In light-matter systems, emitters can be placed in the same mode – which is a pattern of light. This collective coupling enables effects that are unattainable with individual emitters. A central example is superradiance, where many atoms radiate in the same phase.

However, in real materials, atoms influence each other through short-range dipole-dipole interactions, which are typically neglected in calculations. Research by scientists from the University of Warsaw and Emory University in the USA has shown that dipole-dipole interactions, which are usually neglected, can amplify photons.

„Photons act as mediators, coupling each emitter with all the others inside the cavity,” says Dr João Pedro Mendonça, a researcher at the Center for New Technologies, University of Warsaw.

The complex properties of light-matter systems are underpinned by quantum correlations called entanglement. However, many numerical and analytical approaches treat light and matter as independent, effectively blurring this connection.

„Semiclassical models significantly simplify the quantum problem, but at the cost of losing crucial information; they effectively ignore possible entanglement between photons and atoms, and we have found that in some cases this is not a good approximation,” the authors explain.

Using a computational approach, the authors investigated correlations both within and between subsystems.
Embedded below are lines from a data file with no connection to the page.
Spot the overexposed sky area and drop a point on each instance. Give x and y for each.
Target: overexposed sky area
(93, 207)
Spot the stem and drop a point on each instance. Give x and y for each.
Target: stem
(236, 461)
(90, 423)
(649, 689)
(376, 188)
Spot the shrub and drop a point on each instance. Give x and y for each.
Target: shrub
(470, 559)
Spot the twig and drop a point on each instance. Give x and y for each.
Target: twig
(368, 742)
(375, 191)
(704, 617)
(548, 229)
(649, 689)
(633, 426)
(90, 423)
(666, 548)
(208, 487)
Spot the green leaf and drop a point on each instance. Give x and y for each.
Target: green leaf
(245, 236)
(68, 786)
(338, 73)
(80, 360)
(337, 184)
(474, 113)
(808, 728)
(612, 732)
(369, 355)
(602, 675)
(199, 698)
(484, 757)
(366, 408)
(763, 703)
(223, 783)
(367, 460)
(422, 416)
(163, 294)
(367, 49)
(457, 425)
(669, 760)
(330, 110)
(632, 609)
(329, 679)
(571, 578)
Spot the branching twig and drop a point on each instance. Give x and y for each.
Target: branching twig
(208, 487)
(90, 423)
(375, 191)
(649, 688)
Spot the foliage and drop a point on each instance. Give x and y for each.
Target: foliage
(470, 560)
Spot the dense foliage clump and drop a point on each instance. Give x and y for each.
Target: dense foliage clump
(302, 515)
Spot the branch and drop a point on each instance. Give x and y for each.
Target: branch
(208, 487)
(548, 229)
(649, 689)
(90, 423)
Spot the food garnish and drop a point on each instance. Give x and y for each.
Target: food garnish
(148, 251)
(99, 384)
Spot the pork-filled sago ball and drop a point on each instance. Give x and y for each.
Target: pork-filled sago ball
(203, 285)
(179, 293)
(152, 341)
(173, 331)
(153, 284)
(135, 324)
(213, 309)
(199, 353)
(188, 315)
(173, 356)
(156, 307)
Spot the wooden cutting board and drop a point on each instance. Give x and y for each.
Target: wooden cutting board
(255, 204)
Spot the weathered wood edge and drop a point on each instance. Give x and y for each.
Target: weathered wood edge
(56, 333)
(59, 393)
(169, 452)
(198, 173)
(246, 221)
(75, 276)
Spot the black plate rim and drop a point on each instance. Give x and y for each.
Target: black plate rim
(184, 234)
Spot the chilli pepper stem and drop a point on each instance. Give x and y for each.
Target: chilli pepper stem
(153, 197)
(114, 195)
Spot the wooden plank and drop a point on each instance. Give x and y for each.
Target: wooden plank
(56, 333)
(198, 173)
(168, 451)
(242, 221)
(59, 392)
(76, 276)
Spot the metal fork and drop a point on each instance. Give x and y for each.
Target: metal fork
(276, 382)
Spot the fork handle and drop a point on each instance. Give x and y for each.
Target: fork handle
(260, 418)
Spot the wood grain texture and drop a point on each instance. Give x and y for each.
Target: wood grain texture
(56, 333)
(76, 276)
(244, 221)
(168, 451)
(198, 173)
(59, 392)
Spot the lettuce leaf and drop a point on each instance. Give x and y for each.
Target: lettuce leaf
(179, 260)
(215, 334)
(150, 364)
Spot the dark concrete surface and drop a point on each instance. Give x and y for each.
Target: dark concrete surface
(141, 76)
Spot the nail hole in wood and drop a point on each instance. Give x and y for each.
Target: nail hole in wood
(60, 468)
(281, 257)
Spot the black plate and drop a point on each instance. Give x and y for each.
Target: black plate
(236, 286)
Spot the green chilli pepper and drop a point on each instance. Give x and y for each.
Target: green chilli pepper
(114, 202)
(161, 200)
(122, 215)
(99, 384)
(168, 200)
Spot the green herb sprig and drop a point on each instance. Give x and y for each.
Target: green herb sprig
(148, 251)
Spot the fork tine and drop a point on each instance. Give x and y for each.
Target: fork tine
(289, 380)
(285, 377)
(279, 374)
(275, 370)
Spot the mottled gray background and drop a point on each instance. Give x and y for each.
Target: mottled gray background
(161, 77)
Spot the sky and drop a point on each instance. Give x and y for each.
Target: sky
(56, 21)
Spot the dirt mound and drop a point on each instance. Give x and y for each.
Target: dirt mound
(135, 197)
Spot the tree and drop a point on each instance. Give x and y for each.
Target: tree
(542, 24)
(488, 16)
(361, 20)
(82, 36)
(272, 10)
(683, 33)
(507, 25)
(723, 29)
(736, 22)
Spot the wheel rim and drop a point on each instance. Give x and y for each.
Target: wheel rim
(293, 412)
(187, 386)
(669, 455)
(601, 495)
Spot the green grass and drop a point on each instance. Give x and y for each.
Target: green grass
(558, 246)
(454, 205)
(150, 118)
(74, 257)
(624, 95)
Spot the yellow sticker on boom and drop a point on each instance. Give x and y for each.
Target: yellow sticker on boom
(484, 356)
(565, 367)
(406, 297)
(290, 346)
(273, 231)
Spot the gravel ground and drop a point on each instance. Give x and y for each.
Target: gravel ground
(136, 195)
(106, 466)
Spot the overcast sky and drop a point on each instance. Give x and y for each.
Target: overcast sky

Their studies showed that interactions between nearby emitters can, for example, lower the threshold for superradiance, but also lead to previously unknown states of matter with superradiance properties.

Quantum Batteries

The results obtained may be beneficial for practical applications in the future and open up new possibilities for quantum technologies. One such example is quantum batteries – devices that, thanks to quantum correlations, can charge and discharge faster and more efficiently.

„When light-matter entanglement is preserved in the model, it is possible to predict when a device will charge quickly and when it will not. Taking into account this subtle quantum effect could lead to practical insights for quantum engineers,” says Dr. João Pedro Mendonça. Controlling light-matter correlations is also important for other technological platforms, such as quantum networks and precision sensors.